Los indios del Perú y “los muchos y grandes pecados”

Escrito Por: Hugo Neira 1.335 veces - Jul• 14•15

El Papa Francisco acaba de pedir perdón por “las ofensas de la Iglesia a los indígenas durante la Conquista”. ¿Cómo no celebrar tal mensaje? Pero no diré sino cosas sabidas, buenas de recordarse sobre nuestro pasado colonial. En parte vigente.

La Conquista fue feroz, qué duda cabe. En la realidad corriente, la hueste de Cortés no fue grande, unos 600 hombres. Y con Pizarro, 189 hombres y 39 a caballo. Pero el México azteca que conoce Cortés es de 25 millones. En 1605, solo 1 millón¡! El Perú, de 1530 a 1560, pierde población, un 30%. Un tiempo se pensó que la mortandad se debía a minas y obrajes. Sí, pero ¿desaparece el 90%? Hoy sabemos tras Simpson, Borah, de la demografía de Berkeley y del choque microbiano. Los grandes generales que acompañan a Cortés y Pizarro son el general sarampión, varicela y gripe. Despoblaron. El mundo solo sabe de microbios con Pasteur (en 1895).

La verdad, Santo Padre, lo peor vino después.

Vino la explotación de los indios. No los exterminaron, los necesitaban. La población indígena comienza a recuperarse en el XVII, pero sobre la fuerza-trabajo de indios se encarama la entera sociedad colonial. Todos. Corregidor, hacendado o minero, criollos y españoles, para repartirse la mano de obra local y pillar sus tierras. A ese sistema de explotación se suma el curaca y la nobleza india. Y siento decirlo, también los curas.

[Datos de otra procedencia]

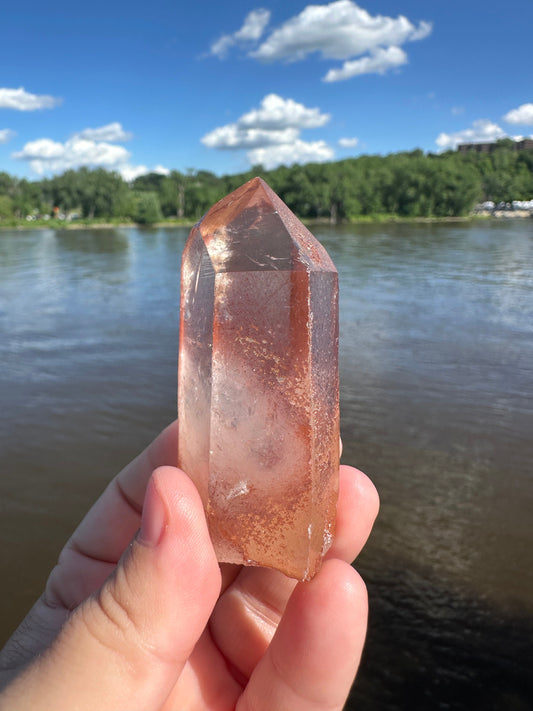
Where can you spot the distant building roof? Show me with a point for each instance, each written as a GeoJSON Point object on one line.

Franciscanos y dominicos fueron la primera ola evangelizadora, y a los indios, los protegieron. No lo olvidamos. Pero los reemplazan curas doctrineros. Cómo vivían es de espanto. Lo cuenta Huamán Poma de Ayala: “los dichos padres de las doctrinas (…) tienen muger yndia por manseba” y “solteras” para “hilar y texer, como alcagüeta” (p. 542, edición Murra, 2013). Y con el Corregidor el cura “nos rroba”. Tenían cárceles propias y pegaban. Estos curas doctrineros amancebados tenían una media de 20 hijos.

¿Solo el abuso con los indios? Por desgracia no. El alto clero compite en corrupción con el mundo criollo. Su comportamiento escandaloso lo describe, con horror, Jorge Juan y Antonio de Ulloa. “Dase noticia de la conducta y graves desórdenes de su vida, en particular de los religiosos” (Noticias secretas de América, p. 501). El ayer colonial no fue solo procesiones, santos y santas. Lo que vieron esos dos marinos españoles era un clero con “la primacía del concubinaje”.

¿Un mea culpa por la Santa Inquisición? No encuentran muchos cismáticos y judíos y se dedican a aplicar tormentos a mulatas como Teodora Villarroel, iqueña, que se jactaba de sortilegios. O a mujeres como Ana de Castro, acusada de judaizante, en realidad vendía sus favores —hermosa mujer— a los virreyes, y la torturaron, la pasearon con sambenito y la quemaron. ¿Quién lo dice? Ricardo Palma (Anales de la Inquisición). Fue una institución que nos inicia en supersticiones y delación. Algo nos queda. Chismes y colgar sambenitos.

Un mea culpa debe incluir los siglos de inútil metafísica de las universidades virreinales cuya escolástica denuncia Javier Prado en El Estado social del Perú en 1894. No tuvimos ciencia colonial ni a tiempo se estudia a Descartes, ni a Kant ni se toma el camino de los estudios empíricos y del racionalismo. Herederos de la Contrarreforma. Dogmáticos hasta las cachas. Hasta nuestros días.

El mea culpa debemos emprenderlo también los intelectuales. Cuando declina la intolerancia de la Iglesia contrarreformista, la reemplazan en Perú las ideologías. Y nuevas inquisiciones, hoy de seglares. La caza de brujas se hace en pomposas cátedras de sesudos profesores que pontifican. Partidarios de la lucha armada que nunca han corrido riesgo alguno. Me hubiera gustado, Padre, que algo se diga sobre la necesidad de estudios de ciencia y tecnología que nos hacen falta, para transformar justamente la naturaleza sin herirla. Entiendo que Adán era el jardinero del Edén. No su sirviente. Y que no es conveniente reemplazar el Dios del Antiguo Testamento por un culto medio pagano del Dios Medio Ambiente, intocable. Algunos lo van a ver así. Digo yo, es un decir.